How long have you been working on them?
Haha, so I've historically jumped around a lot in working on different things, so these are approximate guesstimations!
Rising From the Ashes has likely had 3 or 4 years put into it/the characters. If you include the Calamity Crew (which overlaps with it in the timeline and originally ended up merging with the cast of RFtA), I'd say definitely 4 years!
The Arcane Rifts has had 5 years put into it.
Sun and Shadow is very new; I'd say it probably only has about 4 months of work in it? It's part of why I'm less interested in it, haha. Less I've put into it and less I'm attached to.
Do you remember what inspired them/what got you started?
Oh... oh dear. How could you ask me this??? 😭😭😭
Rising From the Ashes has existed since, I think, 2016. It started (tragically) as an RP starter on Google+. I wish I was kidding.
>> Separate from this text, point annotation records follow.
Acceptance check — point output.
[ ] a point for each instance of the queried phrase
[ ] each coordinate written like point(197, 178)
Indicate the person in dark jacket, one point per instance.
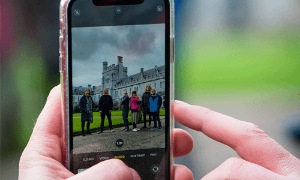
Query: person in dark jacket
point(105, 107)
point(86, 108)
point(145, 102)
point(125, 110)
point(155, 102)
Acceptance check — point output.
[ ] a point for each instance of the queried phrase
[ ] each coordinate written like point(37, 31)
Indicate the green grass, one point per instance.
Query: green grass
point(95, 126)
point(115, 113)
point(222, 62)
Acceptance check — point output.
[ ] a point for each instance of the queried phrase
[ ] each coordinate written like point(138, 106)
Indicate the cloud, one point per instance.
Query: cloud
point(142, 46)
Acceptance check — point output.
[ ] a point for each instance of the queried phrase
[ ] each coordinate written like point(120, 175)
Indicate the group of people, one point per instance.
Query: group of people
point(149, 104)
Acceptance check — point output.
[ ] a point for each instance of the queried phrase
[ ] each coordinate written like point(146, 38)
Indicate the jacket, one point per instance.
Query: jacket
point(85, 116)
point(135, 102)
point(125, 103)
point(105, 103)
point(145, 102)
point(155, 103)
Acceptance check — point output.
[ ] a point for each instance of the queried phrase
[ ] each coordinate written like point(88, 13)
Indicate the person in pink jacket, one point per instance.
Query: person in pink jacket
point(135, 108)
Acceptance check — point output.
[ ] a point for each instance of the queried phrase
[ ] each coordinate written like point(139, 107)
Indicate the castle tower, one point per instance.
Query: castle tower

To those unaware of how it worked in that space (and likely similar ones to this day), you'd post a starter and people would join in with their own characters. 99% of the time, they'd drop out before long. However, I'd work out details of the characters in the process and carry that info over into the worldbuilding. I eventually stopped RPing with the masses and settled down with a single "partner" who I'll call Kris.
She's the one who stole my docs.
The Arcane Rifts technically originated as another RP starter? It never got attention, though, and instead my ideas for it simply carried over into the worldbuilding in general.
One of the characters of the original starter was important in the worldbuilding. It was not a character you see in the early books of tAR, though, so don't bother trying to figure it out. But, since he was so important, his origins were also important.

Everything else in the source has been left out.